Assessment of Etiologic Agents in Acne Pathogenesis

Craig N. Burkhart, MSBS, MD, Lorie Gottwald, MD

Disclosures
In This Article

Retinoids

Retinoids, like glucocorticoids and thyroid hormone, bind to cytoplasmic receptors inducing signals, which in the presence of a ligand, are transmitted to the nucleus. At this location, these response elements bind to specific DNA sequence motifs, thereby affecting transcription. Two families of nuclear receptors, retinoic acid receptors (RARs) and retinoid X receptors (RXRs) are present in skin. Sebocyte activity and differentiation in vitro depends on vitamin A and synthetic retinoids. Accordingly, sebocytes in vitro express copies of several retinoid factors such as RAR and RXR , whose equilibrium interaction with coactivator and corepressor proteins is altered by binding to retinoids, thus altering transcription of several proteins. Retinoids down-regulate lipid synthesis, decrease late-stage sebocyte differentiation, and inhibit sebocyte proliferation.[7] Thus far, the most potent retinoid in inhibiting proliferation and differentiation is isotretinoin.

Retinoid receptors are expressed in a site-specific manner in the skin. RARs have inverse agonists that repress basal transcription, neutral antagonists that do not change transcription but block transcriptional activation by agonists or repression by inverse agonists, and agonists. In keratinocytes both RAR agonists and inverse agonists regulate markers of abnormal differentiation and inflammation.

Retinoic acid also affects the infundibulum. Isotretinoin, adapalene, tazarotene, and other retinoids (also anti-inflammatory) are comedolytic and anticomedogenic. One µmol 13-cis-retinoic acid decreases the rate of cell division in the infundibulum in vitro, which is possibly its major therapeutic effect.[8] Furthermore, infundibular keratinocytes undergo parakeratosis, instead of the normal differentiation, when exposed to 1 µmol 13-cis retinoic acid.[3]

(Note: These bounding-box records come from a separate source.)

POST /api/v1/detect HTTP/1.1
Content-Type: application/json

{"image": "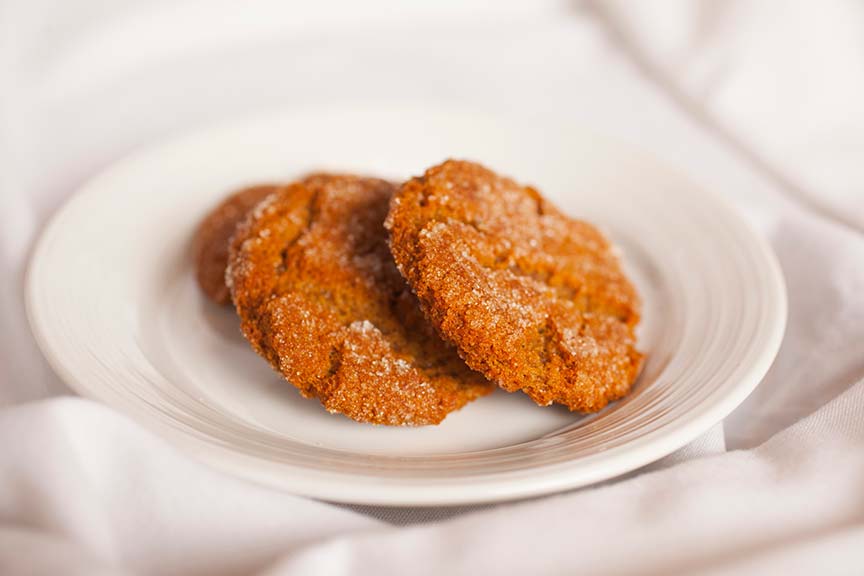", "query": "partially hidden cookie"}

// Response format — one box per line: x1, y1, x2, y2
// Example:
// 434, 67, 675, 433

227, 174, 494, 426
386, 160, 642, 412
194, 185, 278, 304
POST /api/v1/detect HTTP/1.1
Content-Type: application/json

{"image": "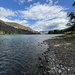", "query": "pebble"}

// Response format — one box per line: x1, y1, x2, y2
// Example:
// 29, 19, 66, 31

58, 70, 62, 73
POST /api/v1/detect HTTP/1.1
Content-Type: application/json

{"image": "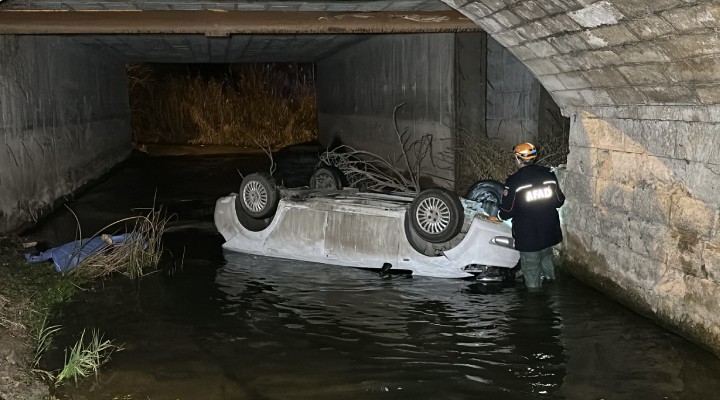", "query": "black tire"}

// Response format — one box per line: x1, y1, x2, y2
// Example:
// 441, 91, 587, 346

410, 188, 465, 243
465, 179, 505, 217
238, 172, 280, 218
235, 196, 273, 232
310, 165, 346, 190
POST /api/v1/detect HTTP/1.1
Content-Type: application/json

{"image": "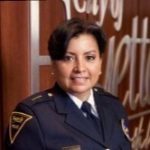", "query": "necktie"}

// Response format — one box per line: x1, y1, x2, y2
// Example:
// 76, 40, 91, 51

81, 101, 100, 134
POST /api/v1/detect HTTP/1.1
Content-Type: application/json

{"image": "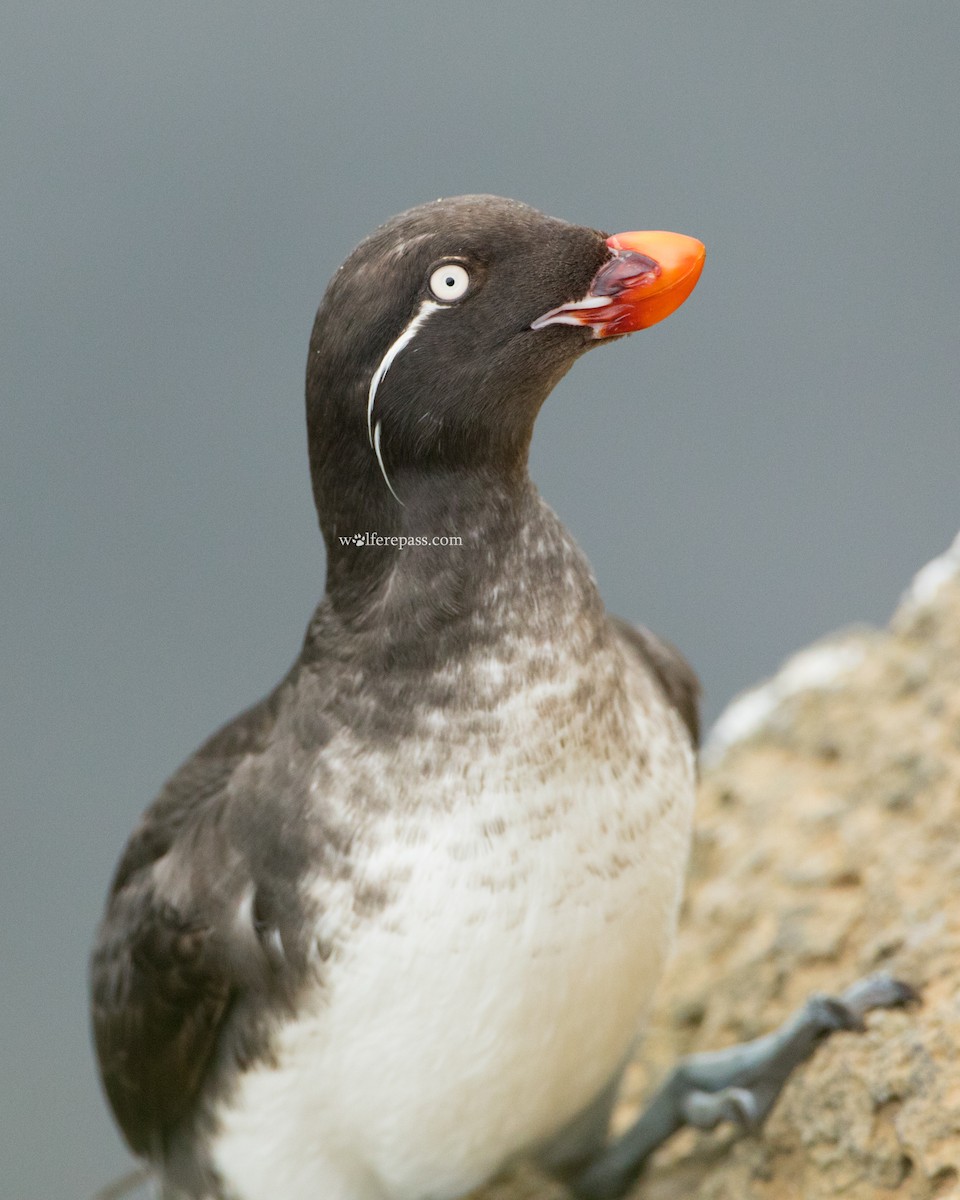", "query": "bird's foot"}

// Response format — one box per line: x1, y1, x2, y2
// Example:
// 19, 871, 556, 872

571, 974, 917, 1200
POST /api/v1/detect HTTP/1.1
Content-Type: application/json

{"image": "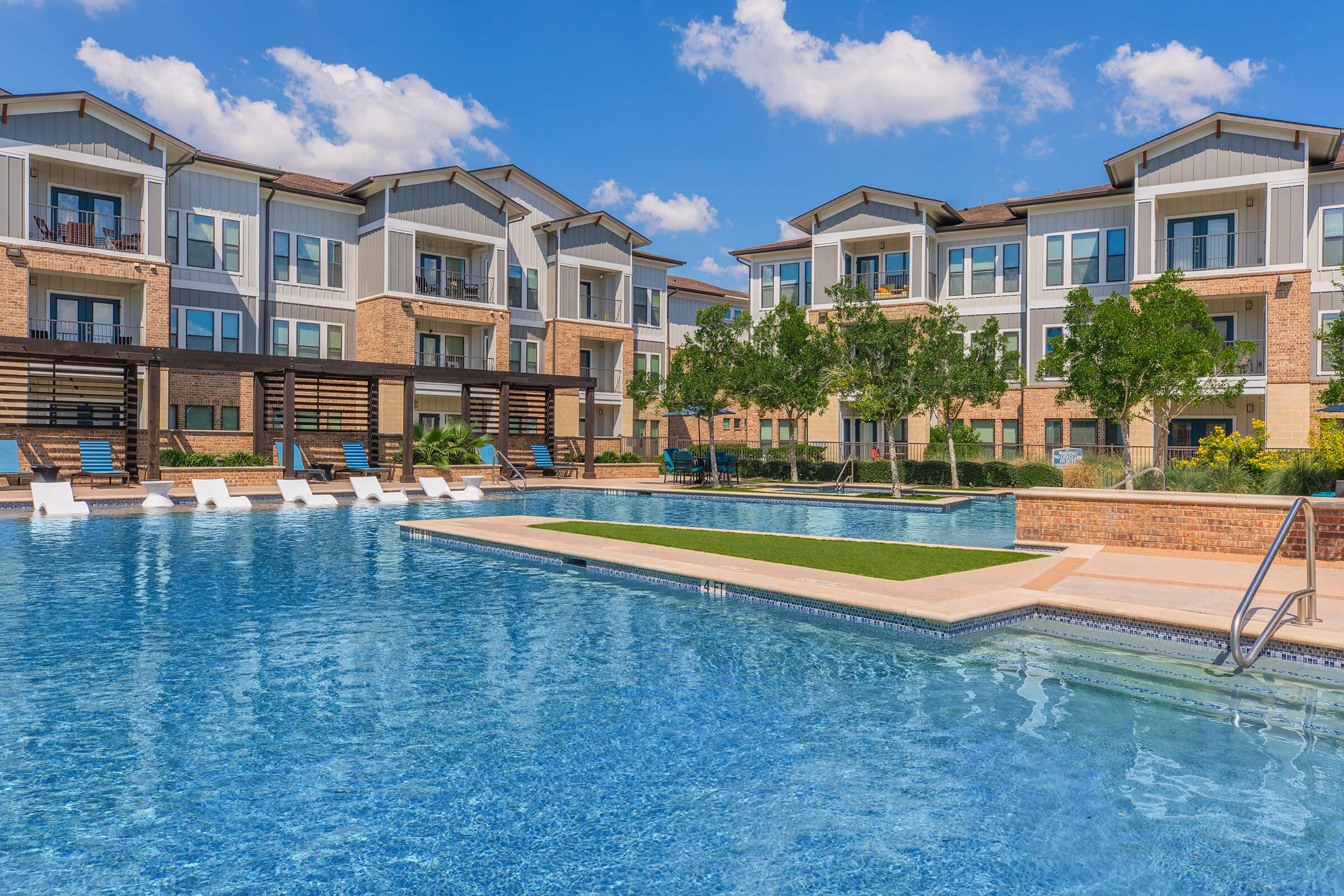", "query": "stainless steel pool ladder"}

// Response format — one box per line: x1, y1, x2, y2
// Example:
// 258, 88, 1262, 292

1106, 466, 1166, 492
1227, 498, 1321, 669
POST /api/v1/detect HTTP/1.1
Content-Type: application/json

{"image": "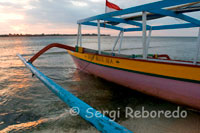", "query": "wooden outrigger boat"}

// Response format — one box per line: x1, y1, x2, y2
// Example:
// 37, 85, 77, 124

19, 0, 200, 114
68, 0, 200, 109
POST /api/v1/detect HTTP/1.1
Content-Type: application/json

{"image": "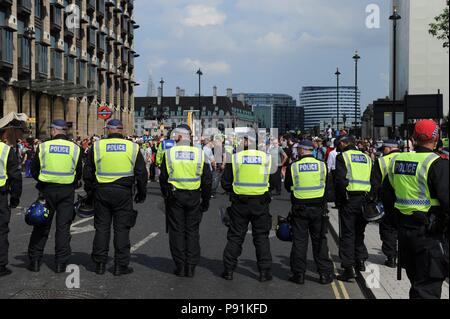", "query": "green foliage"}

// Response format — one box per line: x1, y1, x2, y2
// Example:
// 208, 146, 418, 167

429, 7, 449, 48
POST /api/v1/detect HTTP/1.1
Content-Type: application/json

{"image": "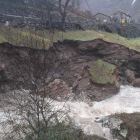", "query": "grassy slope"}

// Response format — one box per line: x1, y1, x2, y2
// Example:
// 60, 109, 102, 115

Isotretinoin also interferes with neutrophilic granulocyte and monocyte function. Migration, phagocytosis, superoxide generation, myeloperoxidase-dependent killing function, and antioxidant effects are disrupted by isotretinoin. Isotretinoin also increases hydroxyl radical formation by zymosan stimulated neutrophiles. Isotretinoin does not bind cellular retinoic acid binding protein-II or nuclear receptors. Isotretinoin/retinol combinations have comparable antiproliferative effects on sebocytes to isotretinoin alone. Triglycerides are lowered more with isotretinoin treatments alone than with combination or retinol alone treatments. Isotretinoin/retinol combinations lowered triglycerides more than retinol alone. It seems retinol may be a partial agonist of isotretinoin's activity in lowering triglycerides. Under isotretinoin treatment, isotretinoin maintains a relatively constant intracellular concentration (60 nmol/L) inside of the sebocytes.[9] Tretinoin, in contrast, rises 5 times (to 500 nmol/L) under isotretinoin treatment.[9] Under retinol treatment sebocytes' retinol concentration increases to a constant 160 nmol/L and the concentration of retinyl palmitate doubles.[9] Under the combination therapy retinoic acid levels rise to the same level as in treatment with retinoic acid alone, but the levels of retinol and retinyl palmate rise higher than under treatment with retinol alone. The inhibitory effect of isotretinoin is not affected by the presence of retinol. Isotretinoin's effects could be mediated by the constant low concentration of isotretinoin or the elevated tretinoin concentrations in sebocytes after isotretinoin treatment.

In preclinical models oral 13-cis retinoic acid, 9-cis retinoic acid, and all-trans retinoic acid have the same activity. Additionally,13-cis retinoic acid decreases sebum excretion the most, followed by 9-cis retinoic acid and alltrans retinoic acid. Only 13-cis retinoic acid shows sebosuppression.[10] Interestingly, 13-cis retinoic acid does not bind nuclear receptors.[10] Thus, either sebosuppression is not nuclear receptor mediated or 13-cis retinoic acid is first metabolized to a receptor-binder at the level of the sebaceous gland.

Retinol, retinal, and all-trans retinoic acid are inactivated by P-450 isozymes to 4-hydroxy-compounds, and 4-oxo-retinoic acid to more polar metabolites.[11] One allele of P-4501A, one of the most active P-450 isozymes that can metabolize retinoids, is overexpressed in acne patients. This isozyme may rapidly metabolize the endogenous retinoids causing a deficit of active natural retinoids, which may aid in acne causation.[11]